My Messy Analytics Breakup

Launching a website — even a simple blog like this one — comes with a lot of decisions. Choosing a front-end framework, hosting provider, domain name, and layout are exhausting, and that’s before sitting down to write anything.

But there was one decision that I didn’t give a second thought — installing Google Analytics. As the de facto analytics standard for sites of all sizes, Google Analytics was a no-brainer to add to Digital Inklings so that I could know how many people are visiting the site and get a little hit of dopamine every time someone reads an article.1 But over the last several months, I’ve thought far more about this mindless decision than all the others. Using Google Analytics has some troubling implications in regard to both privacy and tech monopoly power, so a few weeks ago, I decided to take a principled stand and break up with Google Analytics. I built my own analytics service, which I’m running on Digital Inklings now, and generally felt pretty triumphant. But my breakup with Google Analytics, like all breakups, has been far from clean, and my own moral confusion has served as a valuable lens to think about bigger questions of privacy on the internet.

I’m going to start this article by explaining the problems that Google Analytics presents, then discuss my transition to running my own personal analytics service and the broader questions that it raised. Sometime in the future I’ll write a technical follow-up about how I built the analytics service, which could be of interest to readers that want to try to build something similar on their own sites, or to people who want to see an example of an extremely spartan approach to microservices.

The internet’s all-seeing eye

Google has far from a stellar track record on privacy, but until recently, I’d never considered the troubling implications of using Google Analytics on my website. I’ll explain how it works as simply as possible, and then lay out the problems.

As a developer, installing Google Analytics could not be easier: just create an account with Google and add the small snippet of provided code to each page of your website. The first time you visit a site with Google Analytics while surfing the web, that snippet of code will run and install a cookie. Cookies are a fun name for a little piece of information that a website stores on your internet browser so it can remember something about you. Cookies are generally harmless and valuable — for example, many sites will save a cookie with account information when you first log in so that in the future, they can check the cookie to verify your identity rather than making you log in again.2

Google Analytics also uses its cookie to identify you, but for a different purpose. Once that cookie has been installed, each time you load a page that is running Google Analytics, the same code snippet from before will read your cookie, identify you, and send a message to Google letting them know that you visited that page. Google then cleans up the data and creates beautiful dashboards that the developer (yours truly) can use to get his hit of dopamine.

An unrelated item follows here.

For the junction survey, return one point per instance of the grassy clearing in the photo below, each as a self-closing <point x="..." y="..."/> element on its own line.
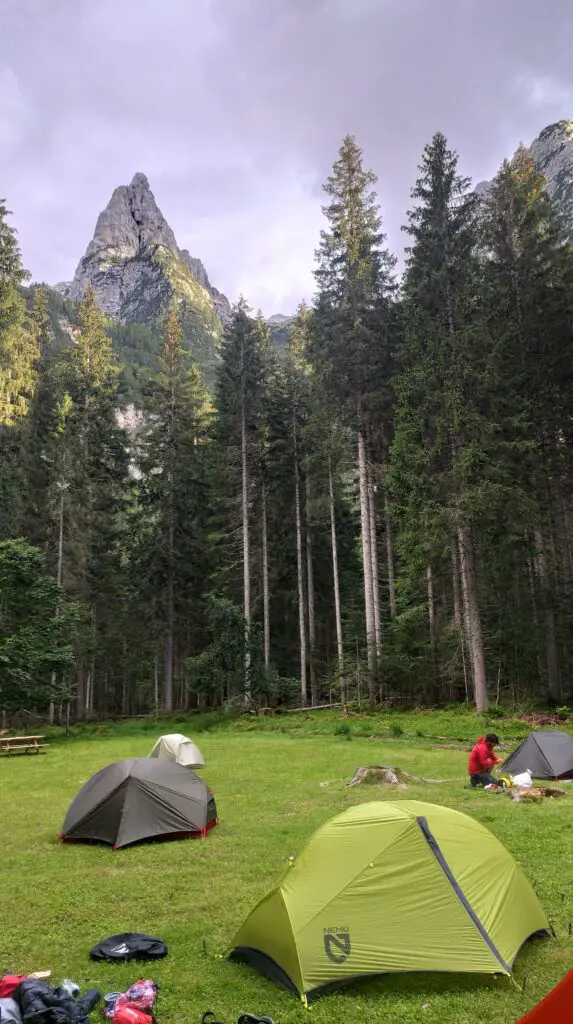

It doesn’t take a data scientist to figure out when I posted an article using this dashboard.

It doesn’t take a data scientist to figure out when I posted an article using this dashboard.

This might not seem like a problem on its face. But the implications become scary when we consider the scale of Google Analytics, both in regard its breadth and depth.

First, the depth of data that Google Analytics captures is remarkable. I mentioned that Google records who you are and what pages you visited, but they also record what device you’re using, how long you stayed on the site, what you clicked on, your geographic location, and what site you came from. Google knows everything that happens on any site running Analytics in click-by-click real time. And because of their cookie, they can track users between different sites running Google Analytics, showing them an even more complete picture of people’s lives on the web.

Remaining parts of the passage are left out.